Rwanda’s score in doing business keeps going up. Child and maternal mortality is down and hurtling downhill towards zero. Reduction in incidence of malaria and famine is nothing short of miraculous.
Rwanda is a leader in peace-keeping. It is a model in gender issues, the most recent accolades coming from exemplary initiatives in dealing with gender-based violence.
So, what to do with such an impressive score card? These are indisputable facts. They cannot be wished away or erased. The guardian angels grudgingly admit that indeed successes have been registered. But admission does not mean acceptance.
They still find ways to punch holes in the achievements and optimism of Rwandans. Yes, they have done so much, but at the expense of freedom and all sorts of rights. They enlist some Rwandans to help them make the point. People prepared to sell their birthright and others with an abnormally large appetite for self-gratification are quickly hired.
That is how greed-driven people like Kayumba Nyamwasa and the other members of the gang of four, Victoire Ingabire, Paul Rusesabagina and a motley collection of other discredited characters find themselves in an unlikely, but understandable alliance.
The sense of hope and confidence in the future among Rwandans has, however, grown deep. It is now expressed in ways that many might find difficult to alter. Take for instance, Rwandan names. They have undergone a transformation that is a result of a changed worldview.
In the past, Rwandans were not sure of their survival (so the experts tell us). So they had many children to improve the probability of survival. A similar kind of fatalism was expressed in the naming of their children in which responsibility for their upbringing and survival was surrendered to God. Thus you had names like Habyarimana (it is God who gives children), Harelimana (it is God who brings up children), Kubwimana (by the will of God), Nahimana (God’s wish) and similar others.
Such names were not given because of an overwhelming religious sense or faith. They were rather an admission of helplessness and resignation to fate.

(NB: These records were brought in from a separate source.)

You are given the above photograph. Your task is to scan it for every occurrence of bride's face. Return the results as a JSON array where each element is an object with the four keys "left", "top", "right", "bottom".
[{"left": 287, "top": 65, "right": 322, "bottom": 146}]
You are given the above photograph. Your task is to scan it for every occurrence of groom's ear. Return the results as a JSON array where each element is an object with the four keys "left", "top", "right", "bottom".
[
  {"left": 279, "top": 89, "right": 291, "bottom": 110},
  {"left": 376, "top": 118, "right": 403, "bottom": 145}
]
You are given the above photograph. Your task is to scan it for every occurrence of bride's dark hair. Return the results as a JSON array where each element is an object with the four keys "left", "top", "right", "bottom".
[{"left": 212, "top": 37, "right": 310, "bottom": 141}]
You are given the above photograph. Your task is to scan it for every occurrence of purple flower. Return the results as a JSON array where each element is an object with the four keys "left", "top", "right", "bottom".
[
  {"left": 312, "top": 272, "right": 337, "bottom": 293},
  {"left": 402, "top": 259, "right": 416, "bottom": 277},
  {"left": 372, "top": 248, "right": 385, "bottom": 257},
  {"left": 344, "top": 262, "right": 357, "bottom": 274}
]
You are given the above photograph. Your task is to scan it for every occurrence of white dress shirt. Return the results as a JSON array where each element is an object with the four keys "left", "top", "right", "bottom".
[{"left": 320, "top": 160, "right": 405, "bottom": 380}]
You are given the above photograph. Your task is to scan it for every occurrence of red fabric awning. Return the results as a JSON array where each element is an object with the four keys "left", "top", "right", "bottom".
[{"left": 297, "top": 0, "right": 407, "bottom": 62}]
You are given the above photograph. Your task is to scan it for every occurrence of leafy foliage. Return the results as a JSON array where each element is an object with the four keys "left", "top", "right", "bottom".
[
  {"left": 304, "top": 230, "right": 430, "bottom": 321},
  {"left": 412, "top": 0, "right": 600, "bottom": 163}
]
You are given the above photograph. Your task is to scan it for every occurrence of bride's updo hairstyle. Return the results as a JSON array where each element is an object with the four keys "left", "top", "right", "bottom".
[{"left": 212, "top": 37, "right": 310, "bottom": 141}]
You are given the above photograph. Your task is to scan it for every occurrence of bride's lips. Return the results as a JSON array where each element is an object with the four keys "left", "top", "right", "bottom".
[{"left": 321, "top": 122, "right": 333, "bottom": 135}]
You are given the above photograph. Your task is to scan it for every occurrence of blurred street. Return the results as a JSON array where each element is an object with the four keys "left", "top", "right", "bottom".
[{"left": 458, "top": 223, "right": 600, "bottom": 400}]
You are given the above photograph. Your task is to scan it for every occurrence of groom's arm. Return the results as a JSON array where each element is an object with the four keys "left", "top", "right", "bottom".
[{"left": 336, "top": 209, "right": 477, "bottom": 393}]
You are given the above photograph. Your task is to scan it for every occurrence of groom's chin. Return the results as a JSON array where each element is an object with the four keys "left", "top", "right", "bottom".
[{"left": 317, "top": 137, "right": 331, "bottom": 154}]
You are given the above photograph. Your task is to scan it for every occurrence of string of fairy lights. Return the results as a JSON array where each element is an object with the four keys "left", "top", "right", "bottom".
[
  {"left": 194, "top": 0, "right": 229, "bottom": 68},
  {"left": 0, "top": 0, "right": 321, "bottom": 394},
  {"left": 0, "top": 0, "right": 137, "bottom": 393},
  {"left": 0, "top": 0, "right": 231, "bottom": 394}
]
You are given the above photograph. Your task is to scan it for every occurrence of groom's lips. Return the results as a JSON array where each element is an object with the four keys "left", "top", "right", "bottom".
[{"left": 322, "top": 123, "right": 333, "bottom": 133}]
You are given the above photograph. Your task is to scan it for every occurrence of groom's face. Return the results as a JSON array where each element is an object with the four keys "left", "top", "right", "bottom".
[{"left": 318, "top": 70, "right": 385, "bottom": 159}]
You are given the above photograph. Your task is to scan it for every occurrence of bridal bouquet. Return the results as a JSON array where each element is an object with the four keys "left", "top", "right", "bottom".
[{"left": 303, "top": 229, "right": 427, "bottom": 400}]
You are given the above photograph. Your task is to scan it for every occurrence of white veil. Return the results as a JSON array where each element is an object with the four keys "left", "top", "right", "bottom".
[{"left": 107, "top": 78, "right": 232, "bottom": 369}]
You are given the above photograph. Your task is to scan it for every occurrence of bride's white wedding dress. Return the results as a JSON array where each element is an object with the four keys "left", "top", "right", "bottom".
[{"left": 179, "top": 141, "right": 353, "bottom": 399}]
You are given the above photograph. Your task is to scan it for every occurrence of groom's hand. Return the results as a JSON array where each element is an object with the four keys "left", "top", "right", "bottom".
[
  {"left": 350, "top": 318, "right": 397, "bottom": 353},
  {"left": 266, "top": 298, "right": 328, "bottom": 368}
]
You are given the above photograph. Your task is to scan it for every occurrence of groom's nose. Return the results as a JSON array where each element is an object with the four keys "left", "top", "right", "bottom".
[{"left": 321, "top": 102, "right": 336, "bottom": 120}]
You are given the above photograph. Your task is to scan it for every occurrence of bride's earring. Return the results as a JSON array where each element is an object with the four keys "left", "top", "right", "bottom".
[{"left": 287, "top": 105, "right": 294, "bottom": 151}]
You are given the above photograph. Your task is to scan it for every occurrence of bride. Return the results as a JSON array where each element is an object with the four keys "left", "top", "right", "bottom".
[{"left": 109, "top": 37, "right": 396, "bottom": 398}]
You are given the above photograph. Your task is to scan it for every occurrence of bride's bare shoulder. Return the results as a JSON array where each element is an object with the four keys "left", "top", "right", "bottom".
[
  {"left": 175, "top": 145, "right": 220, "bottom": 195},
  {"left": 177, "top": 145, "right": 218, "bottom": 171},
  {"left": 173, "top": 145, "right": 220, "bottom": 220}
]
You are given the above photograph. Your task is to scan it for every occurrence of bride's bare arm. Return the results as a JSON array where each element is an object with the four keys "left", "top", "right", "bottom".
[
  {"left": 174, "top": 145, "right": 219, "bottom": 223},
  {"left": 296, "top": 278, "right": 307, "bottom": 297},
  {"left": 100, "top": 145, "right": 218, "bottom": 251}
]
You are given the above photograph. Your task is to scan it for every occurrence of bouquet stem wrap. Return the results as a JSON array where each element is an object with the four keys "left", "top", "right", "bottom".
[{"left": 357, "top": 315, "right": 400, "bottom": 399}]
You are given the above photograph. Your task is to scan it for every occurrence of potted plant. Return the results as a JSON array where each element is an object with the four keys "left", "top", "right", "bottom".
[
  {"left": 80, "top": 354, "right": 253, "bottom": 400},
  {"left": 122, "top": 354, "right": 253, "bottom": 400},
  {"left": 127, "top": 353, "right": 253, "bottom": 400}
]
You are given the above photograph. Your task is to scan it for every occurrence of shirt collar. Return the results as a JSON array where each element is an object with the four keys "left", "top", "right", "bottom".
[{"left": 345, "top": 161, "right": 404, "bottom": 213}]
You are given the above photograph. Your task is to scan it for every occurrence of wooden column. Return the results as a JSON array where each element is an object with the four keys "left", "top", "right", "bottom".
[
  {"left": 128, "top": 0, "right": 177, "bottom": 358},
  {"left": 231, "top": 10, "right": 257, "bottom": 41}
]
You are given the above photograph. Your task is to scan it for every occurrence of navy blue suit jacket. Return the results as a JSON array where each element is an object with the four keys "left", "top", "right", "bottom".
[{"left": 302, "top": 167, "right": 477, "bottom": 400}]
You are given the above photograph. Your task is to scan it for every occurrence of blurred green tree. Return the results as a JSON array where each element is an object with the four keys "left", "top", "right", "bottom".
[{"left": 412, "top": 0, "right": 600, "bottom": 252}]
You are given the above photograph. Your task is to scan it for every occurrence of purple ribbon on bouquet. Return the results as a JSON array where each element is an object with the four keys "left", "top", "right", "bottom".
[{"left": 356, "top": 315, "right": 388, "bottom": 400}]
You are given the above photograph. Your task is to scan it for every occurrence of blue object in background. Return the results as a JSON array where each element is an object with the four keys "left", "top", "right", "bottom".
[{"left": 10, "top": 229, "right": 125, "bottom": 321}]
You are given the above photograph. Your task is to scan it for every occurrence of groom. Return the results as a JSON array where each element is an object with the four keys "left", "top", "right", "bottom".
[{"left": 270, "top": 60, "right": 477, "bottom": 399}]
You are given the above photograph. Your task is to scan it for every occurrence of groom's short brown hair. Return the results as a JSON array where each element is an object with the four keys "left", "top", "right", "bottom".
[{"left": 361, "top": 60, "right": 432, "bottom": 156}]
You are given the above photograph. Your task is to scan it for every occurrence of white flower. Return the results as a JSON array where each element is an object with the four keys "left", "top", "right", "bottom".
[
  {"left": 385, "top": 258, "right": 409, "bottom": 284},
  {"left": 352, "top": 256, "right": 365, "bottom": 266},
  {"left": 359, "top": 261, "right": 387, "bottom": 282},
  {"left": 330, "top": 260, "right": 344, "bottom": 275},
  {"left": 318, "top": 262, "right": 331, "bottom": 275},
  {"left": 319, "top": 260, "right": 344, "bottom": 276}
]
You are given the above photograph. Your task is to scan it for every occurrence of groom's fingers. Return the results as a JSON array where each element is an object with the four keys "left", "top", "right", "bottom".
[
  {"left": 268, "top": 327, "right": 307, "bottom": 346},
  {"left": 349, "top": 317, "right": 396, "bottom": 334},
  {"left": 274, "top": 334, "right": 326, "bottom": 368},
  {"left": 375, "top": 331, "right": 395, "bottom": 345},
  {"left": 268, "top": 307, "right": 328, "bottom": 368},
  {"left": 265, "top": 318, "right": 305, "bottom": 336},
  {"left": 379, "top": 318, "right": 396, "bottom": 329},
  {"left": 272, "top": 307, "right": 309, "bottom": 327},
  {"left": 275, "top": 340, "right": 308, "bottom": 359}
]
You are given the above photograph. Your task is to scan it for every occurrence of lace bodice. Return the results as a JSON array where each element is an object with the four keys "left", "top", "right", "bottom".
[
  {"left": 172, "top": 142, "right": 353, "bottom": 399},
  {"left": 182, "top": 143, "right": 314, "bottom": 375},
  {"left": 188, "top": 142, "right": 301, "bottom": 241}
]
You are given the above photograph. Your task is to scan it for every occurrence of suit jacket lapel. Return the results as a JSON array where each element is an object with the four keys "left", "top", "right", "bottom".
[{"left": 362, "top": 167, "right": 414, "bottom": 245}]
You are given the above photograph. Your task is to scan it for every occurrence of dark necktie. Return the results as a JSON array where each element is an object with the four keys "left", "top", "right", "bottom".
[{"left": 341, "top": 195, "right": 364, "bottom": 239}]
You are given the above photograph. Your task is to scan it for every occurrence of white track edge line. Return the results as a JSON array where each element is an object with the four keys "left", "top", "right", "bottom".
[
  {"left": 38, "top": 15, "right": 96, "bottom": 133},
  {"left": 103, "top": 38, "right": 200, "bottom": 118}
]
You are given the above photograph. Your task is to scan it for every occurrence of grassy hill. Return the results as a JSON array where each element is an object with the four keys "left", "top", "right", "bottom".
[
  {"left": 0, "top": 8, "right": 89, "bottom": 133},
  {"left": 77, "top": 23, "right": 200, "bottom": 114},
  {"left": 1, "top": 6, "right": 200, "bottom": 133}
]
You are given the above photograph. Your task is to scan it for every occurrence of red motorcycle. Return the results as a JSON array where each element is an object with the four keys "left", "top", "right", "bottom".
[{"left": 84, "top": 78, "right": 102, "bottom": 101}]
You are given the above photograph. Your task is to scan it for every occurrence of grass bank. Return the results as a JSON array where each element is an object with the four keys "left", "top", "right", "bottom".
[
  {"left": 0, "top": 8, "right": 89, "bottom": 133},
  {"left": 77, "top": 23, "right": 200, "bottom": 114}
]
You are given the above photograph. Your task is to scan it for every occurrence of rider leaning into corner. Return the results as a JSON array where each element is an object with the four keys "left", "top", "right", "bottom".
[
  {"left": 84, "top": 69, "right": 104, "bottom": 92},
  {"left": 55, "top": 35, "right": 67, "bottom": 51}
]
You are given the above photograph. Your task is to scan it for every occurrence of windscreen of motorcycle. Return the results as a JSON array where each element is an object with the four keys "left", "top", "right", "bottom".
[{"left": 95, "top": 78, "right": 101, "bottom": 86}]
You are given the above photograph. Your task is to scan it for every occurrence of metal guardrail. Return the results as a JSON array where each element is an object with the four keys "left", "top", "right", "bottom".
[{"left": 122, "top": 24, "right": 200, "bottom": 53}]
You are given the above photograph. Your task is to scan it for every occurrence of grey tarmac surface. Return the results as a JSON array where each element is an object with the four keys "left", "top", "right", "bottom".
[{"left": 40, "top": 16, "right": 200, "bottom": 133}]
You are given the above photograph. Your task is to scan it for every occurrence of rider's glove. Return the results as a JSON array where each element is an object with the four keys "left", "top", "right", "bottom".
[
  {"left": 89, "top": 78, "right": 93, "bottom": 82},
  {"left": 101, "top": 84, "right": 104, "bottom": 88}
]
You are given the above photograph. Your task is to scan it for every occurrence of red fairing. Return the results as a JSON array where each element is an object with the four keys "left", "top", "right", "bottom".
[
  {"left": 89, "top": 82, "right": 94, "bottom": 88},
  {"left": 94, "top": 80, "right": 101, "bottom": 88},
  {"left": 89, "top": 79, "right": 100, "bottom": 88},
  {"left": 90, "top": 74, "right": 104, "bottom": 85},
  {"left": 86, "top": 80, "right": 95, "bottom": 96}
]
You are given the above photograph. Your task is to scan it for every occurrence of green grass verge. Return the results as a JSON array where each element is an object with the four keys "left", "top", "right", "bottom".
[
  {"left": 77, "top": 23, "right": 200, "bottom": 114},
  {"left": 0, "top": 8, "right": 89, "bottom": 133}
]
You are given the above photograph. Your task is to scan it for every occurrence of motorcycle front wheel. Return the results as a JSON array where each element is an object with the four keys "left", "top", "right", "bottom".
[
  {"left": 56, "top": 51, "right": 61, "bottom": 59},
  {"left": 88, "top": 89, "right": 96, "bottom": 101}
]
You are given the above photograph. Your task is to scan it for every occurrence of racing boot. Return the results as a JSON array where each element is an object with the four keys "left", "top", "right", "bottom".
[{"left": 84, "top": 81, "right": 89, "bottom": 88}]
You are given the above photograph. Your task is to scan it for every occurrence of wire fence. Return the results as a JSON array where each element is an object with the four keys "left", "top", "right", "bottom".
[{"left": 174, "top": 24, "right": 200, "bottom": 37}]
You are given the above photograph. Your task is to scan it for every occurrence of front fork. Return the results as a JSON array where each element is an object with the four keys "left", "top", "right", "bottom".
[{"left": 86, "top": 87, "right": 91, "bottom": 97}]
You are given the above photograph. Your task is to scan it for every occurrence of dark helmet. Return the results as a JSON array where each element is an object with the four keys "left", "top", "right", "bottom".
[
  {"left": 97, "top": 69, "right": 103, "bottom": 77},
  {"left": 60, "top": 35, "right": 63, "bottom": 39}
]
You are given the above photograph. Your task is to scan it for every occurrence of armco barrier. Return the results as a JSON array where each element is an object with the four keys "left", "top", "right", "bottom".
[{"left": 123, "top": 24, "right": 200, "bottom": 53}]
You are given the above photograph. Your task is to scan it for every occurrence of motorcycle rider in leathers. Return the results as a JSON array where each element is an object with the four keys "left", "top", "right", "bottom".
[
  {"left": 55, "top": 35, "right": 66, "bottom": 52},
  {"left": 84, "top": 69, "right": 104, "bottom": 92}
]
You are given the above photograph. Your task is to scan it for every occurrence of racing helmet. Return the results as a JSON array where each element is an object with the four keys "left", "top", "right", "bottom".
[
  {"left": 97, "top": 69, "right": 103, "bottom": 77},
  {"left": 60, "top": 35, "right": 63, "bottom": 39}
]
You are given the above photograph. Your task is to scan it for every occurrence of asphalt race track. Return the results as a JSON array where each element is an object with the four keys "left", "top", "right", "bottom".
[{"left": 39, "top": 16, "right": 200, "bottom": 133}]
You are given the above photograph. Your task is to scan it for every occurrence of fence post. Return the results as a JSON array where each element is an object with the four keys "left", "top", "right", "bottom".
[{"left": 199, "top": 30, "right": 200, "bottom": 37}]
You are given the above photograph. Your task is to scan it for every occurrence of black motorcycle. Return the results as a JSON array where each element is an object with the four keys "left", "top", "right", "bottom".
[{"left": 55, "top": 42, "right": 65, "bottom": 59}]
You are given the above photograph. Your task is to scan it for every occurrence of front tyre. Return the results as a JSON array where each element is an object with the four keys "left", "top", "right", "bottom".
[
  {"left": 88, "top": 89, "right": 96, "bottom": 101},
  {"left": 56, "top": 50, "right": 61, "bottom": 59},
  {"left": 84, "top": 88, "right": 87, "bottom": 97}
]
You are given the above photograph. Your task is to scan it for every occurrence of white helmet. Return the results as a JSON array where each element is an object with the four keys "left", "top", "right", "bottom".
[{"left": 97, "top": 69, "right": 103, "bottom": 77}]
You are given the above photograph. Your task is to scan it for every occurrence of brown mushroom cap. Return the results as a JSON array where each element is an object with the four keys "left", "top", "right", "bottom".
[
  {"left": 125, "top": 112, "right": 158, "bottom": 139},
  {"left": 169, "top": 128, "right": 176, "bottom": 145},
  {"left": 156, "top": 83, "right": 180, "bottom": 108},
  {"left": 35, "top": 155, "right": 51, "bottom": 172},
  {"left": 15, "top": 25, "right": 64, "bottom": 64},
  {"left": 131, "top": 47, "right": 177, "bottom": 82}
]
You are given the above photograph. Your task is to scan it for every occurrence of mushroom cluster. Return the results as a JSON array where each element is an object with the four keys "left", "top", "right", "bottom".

Names also spoke about social relations – again in fatalistic terms, for instance blaming neighbours or fate for all manner of misfortunes. Names such as Ndimubanzi, Ntahontuye (both suggest living among enemies) and Rushigajiki (death has nothing left to take) fall in this category.
In the last decade or so, this sort of fatalistic naming has reduced. Parents now give their children names which reflect the prevailing circumstances and the people’s attitudes. The names are a reasonable measure of the level of satisfaction and confidence in the future. There is now a preponderance of names like Mahoro (peace), Munezero (joy), Mbabazi (mercy) and Ingabire (gift or grace).
I know many young people who have rejected the names given by their parents because of their negative, pessimistic connotation and opted for “cool” names that have positive associations.
If statistics cannot be trusted or can be countered by other data, Rwandan naming now suggests a sense of permanence of optimism. The optimism reflects and is fed by success, which in turn leads to further success and, therefore, growing confidence in the future. Achievement and a feeling of well-being give people a sense of power which also fuels optimism. No one is about to take that away.